The first U.N.-brokered meeting in the Swiss city will be "proximity talks" in which representatives of the government and opposition will gather separately, Kerry said on the sidelines of the World Economic Forum in Davos, Switzerland. The talks are tentatively planned to take place Monday, but diplomats say that could slip by up to a few days.

The cautious, step-by-step approach points to the delicate task faced by U.N. Special Envoy for Syria Staffan de Mistura, who is eager to make concrete progress toward ending the nearly five-year-old war that has claimed more than 250,000 lives, displaced millions and given an opening to the extremist Islamic State group to seize land.

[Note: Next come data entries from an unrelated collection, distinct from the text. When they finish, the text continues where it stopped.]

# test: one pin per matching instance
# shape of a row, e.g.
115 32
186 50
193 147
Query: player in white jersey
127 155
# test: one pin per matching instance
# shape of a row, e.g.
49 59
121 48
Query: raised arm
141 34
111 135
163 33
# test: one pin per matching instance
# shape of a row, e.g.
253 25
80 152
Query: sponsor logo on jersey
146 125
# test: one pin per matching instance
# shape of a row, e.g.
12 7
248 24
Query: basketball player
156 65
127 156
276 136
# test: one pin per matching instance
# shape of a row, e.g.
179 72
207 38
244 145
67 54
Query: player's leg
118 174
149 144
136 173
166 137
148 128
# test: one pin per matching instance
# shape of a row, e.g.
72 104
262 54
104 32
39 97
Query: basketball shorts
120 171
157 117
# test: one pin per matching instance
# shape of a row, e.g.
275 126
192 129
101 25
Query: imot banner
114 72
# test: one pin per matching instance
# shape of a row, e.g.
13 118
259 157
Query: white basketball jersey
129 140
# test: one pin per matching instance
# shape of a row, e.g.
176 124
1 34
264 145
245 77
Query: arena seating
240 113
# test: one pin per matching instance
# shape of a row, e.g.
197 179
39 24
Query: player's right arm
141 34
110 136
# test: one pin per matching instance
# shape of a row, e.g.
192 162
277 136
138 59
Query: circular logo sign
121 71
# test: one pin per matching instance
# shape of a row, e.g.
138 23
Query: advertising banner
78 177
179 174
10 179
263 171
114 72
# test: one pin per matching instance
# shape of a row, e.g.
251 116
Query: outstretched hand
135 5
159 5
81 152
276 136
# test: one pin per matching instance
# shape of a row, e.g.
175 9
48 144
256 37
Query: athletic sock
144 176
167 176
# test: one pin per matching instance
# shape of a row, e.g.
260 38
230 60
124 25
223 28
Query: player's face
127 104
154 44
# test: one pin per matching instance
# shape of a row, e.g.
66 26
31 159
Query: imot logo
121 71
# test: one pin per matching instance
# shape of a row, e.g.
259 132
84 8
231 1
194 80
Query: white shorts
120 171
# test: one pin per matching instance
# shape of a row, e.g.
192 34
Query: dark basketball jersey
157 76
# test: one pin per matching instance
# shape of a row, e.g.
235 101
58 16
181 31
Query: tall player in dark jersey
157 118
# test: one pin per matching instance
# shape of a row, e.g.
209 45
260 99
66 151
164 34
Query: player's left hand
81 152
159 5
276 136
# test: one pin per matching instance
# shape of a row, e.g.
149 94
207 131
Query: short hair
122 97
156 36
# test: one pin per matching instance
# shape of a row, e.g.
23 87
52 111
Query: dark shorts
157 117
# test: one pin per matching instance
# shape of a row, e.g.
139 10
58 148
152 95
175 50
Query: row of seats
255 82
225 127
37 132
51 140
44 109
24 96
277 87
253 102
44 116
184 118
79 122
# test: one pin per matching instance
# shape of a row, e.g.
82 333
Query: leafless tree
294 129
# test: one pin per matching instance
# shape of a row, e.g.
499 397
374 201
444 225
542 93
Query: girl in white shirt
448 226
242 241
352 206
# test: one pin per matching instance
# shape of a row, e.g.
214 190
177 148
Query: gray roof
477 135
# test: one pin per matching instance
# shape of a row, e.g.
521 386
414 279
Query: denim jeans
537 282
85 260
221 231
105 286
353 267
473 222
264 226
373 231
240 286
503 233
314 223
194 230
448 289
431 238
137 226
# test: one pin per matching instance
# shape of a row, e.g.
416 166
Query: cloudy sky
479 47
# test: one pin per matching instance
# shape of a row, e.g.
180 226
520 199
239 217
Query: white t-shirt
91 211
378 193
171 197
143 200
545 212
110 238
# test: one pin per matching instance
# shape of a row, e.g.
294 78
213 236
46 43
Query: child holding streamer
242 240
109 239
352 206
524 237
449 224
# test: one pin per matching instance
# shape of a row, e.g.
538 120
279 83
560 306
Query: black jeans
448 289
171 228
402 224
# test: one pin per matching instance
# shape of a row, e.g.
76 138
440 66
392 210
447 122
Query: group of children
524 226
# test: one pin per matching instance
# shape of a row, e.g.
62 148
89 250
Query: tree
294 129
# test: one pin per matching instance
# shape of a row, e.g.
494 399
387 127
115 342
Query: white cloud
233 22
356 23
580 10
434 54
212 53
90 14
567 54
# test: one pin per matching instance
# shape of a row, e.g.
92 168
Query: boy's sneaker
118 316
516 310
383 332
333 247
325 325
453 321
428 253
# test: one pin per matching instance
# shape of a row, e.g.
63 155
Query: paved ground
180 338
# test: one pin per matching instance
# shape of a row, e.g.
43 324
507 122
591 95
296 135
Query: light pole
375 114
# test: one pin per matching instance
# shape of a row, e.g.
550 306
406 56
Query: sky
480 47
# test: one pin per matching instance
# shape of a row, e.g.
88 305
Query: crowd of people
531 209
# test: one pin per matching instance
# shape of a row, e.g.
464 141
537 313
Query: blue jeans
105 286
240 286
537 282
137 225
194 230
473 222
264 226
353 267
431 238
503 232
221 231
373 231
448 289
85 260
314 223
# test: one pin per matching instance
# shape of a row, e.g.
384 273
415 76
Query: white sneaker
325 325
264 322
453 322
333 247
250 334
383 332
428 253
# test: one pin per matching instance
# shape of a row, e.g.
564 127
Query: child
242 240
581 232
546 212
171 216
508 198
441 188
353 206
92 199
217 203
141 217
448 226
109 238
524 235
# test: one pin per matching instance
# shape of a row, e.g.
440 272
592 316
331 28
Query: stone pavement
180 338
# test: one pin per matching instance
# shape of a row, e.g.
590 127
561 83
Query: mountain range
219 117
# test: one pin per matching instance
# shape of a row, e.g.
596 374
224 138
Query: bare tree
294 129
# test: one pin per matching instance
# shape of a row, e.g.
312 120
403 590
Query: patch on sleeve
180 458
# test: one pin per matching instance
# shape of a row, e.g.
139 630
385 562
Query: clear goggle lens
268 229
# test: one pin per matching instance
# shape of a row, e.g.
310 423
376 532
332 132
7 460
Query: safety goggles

The intra-Syrian talks also come against the backdrop of a string of recent battlefield victories by the government that have bolstered President Bashar Assad's hand and plunged the rebels into disarray, raising the prospect that the Geneva talks could become moot as the situation on the ground evolves.

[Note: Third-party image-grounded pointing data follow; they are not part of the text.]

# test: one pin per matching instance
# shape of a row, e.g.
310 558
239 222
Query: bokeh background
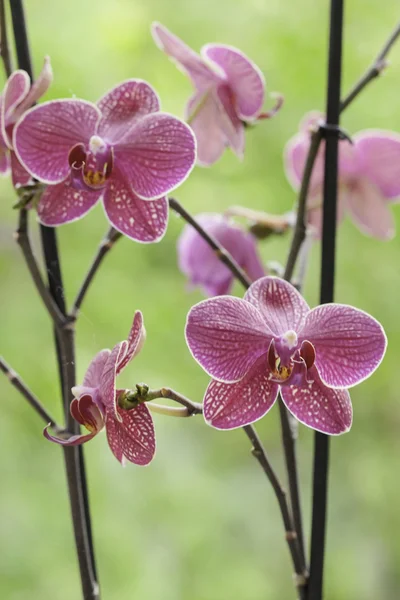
201 523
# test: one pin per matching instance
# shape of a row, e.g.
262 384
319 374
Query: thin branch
374 71
17 382
22 239
4 46
105 246
220 252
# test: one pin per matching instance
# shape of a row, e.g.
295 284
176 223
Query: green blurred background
201 523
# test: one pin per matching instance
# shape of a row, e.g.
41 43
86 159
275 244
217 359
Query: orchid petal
45 134
369 210
243 76
231 405
62 203
226 335
144 221
122 106
349 344
281 305
319 407
184 57
157 155
378 153
95 369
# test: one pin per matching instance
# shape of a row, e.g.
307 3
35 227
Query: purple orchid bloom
18 96
230 91
120 150
369 177
130 433
200 263
271 341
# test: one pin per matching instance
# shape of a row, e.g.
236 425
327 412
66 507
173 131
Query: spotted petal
45 134
122 106
231 405
349 344
244 78
281 305
157 155
144 221
319 407
226 335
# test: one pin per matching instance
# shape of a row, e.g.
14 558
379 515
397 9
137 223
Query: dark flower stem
105 246
321 444
17 382
74 461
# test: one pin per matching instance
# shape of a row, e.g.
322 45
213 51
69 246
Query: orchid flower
130 433
121 151
18 96
230 91
369 177
271 341
201 264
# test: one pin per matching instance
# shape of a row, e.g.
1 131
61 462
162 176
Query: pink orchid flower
230 90
369 177
17 97
200 263
271 341
121 150
130 433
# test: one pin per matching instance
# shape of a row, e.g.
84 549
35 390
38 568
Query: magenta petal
157 155
349 343
203 112
62 203
123 105
190 62
281 305
231 405
319 407
243 76
378 153
226 335
73 440
95 369
369 210
136 339
46 133
144 221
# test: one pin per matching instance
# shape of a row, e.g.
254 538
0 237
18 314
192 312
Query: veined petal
136 339
203 112
122 106
349 344
280 304
231 405
184 57
319 407
226 335
370 211
144 221
378 153
243 76
157 155
45 134
95 369
62 203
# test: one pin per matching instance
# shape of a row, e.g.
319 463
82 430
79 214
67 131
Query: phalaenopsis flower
130 433
230 91
201 264
271 341
369 177
121 150
17 97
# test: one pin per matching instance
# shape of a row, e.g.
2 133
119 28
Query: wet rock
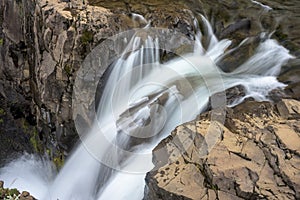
254 155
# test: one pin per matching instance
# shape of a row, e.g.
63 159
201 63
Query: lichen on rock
256 157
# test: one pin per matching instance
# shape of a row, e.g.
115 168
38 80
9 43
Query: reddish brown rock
255 156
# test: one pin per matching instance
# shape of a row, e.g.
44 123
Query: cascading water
142 102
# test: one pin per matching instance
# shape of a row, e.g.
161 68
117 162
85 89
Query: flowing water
142 102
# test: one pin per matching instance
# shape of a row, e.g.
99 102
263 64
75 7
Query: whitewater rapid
148 99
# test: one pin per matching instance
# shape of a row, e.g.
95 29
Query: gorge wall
42 46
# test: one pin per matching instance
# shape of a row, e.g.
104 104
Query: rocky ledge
11 194
255 154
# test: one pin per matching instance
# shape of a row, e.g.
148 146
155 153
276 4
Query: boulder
253 155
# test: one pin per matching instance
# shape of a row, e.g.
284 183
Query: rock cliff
255 156
42 45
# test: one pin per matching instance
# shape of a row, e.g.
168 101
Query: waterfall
142 102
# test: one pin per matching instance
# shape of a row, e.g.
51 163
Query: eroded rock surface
254 155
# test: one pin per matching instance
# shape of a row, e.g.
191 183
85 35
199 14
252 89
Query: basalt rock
42 46
6 193
253 155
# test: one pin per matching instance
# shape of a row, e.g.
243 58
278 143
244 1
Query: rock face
42 46
254 155
6 193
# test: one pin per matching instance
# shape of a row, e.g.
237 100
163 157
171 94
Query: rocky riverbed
12 194
43 44
256 156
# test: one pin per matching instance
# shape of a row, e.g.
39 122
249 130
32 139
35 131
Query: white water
159 97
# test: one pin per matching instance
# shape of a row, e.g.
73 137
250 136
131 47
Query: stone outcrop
254 155
6 193
42 45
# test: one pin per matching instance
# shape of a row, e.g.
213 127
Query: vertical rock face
256 156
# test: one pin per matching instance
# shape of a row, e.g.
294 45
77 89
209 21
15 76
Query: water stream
142 102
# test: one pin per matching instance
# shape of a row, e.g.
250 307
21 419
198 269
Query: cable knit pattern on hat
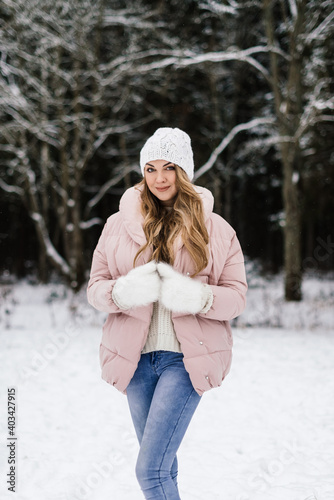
171 144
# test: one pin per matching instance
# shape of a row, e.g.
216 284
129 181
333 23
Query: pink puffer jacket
206 339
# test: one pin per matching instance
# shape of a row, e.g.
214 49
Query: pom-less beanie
171 144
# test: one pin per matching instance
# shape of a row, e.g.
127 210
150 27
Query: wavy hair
162 226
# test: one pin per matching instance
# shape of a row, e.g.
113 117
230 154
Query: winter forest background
83 84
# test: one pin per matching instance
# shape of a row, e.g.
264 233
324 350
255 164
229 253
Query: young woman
170 273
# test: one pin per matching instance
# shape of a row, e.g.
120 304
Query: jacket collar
129 208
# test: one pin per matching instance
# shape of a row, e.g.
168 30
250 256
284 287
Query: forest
83 84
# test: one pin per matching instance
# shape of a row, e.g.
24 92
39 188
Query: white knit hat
171 144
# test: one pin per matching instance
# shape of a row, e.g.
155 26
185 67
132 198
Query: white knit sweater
161 334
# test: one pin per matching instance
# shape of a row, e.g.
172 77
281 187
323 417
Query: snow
266 434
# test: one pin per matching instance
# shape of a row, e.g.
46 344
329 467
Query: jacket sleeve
101 283
229 295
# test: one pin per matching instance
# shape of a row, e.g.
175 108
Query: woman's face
160 178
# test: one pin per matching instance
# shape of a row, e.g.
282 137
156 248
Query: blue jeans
162 402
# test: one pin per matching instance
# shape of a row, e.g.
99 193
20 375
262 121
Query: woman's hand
140 287
180 293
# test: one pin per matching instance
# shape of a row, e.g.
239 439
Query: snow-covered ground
266 434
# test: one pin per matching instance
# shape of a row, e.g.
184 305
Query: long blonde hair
162 226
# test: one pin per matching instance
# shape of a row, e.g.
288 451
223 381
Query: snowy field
266 434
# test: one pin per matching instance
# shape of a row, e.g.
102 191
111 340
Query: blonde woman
171 275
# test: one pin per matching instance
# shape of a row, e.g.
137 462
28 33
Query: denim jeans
162 402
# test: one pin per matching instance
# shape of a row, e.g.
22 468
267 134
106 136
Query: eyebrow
165 165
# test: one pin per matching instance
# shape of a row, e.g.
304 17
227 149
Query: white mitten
180 293
140 287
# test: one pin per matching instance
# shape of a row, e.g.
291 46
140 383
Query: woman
170 273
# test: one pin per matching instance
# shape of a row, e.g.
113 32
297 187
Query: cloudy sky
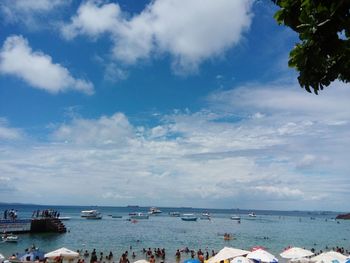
166 103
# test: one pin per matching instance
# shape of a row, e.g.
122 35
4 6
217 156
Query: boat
91 214
139 216
205 216
9 238
252 214
235 217
64 218
175 214
154 211
189 217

"You are not going to have a situation where people are sitting down at the table staring at each other or shouting at each other," Kerry. "You're going to have to build some process here."

Such talks have fallen apart before: An attempt in Montreux, Switzerland, in January and February 2014 collapsed when the Syrian delegation refused to discuss Assad and branded the opposition terrorists. One of the major sticking points has been the list of invitees.

In an interview Wednesday with The Associated Press, Foreign Minister Javad Zarif of Iran -- a strong backer of Assad -- said he hadn't seen a final list of expected attendees. Also on hand in Davos on Thursday, Ahmet Davutoglu, prime minister of Syria's neighbour Turkey, said the "only criteria" was that "there should not be representation of terrorist groups."

Kerry said de Mistura probably would not send the invitations until Sunday.

"I think what will happen is that on Monday there will be some discussions but I would say by Tuesday or Wednesday people will be able to get there. We just see this as logistical," he told a small group of reporters in Davos.

Kerry, who met with Russian Foreign Minister Sergey Lavrov in Zurich on Wednesday and then briefly with Zarif in Davos, will be travelling to Saudi Arabia over the weekend for talks with Saudi officials on how to push forward the political process.

He said he believed current tensions between Iran and Saudi Arabia, inflamed by the Saudi execution of a prominent Shiite cleric that sparked the sacking of the Saudi embassy in Tehran, would not affect the Syria talks. And he noted that Iran's supreme leader, Ayatollah Ali Khamenei, had on Wednesday apologized for the attack on the embassy.

"The supreme leader went to the extraordinary length of actually apologizing yesterday," Kerry said. "That is very significant and I hope people will recognize that in today's context, measured against where we've been, that's a huge step."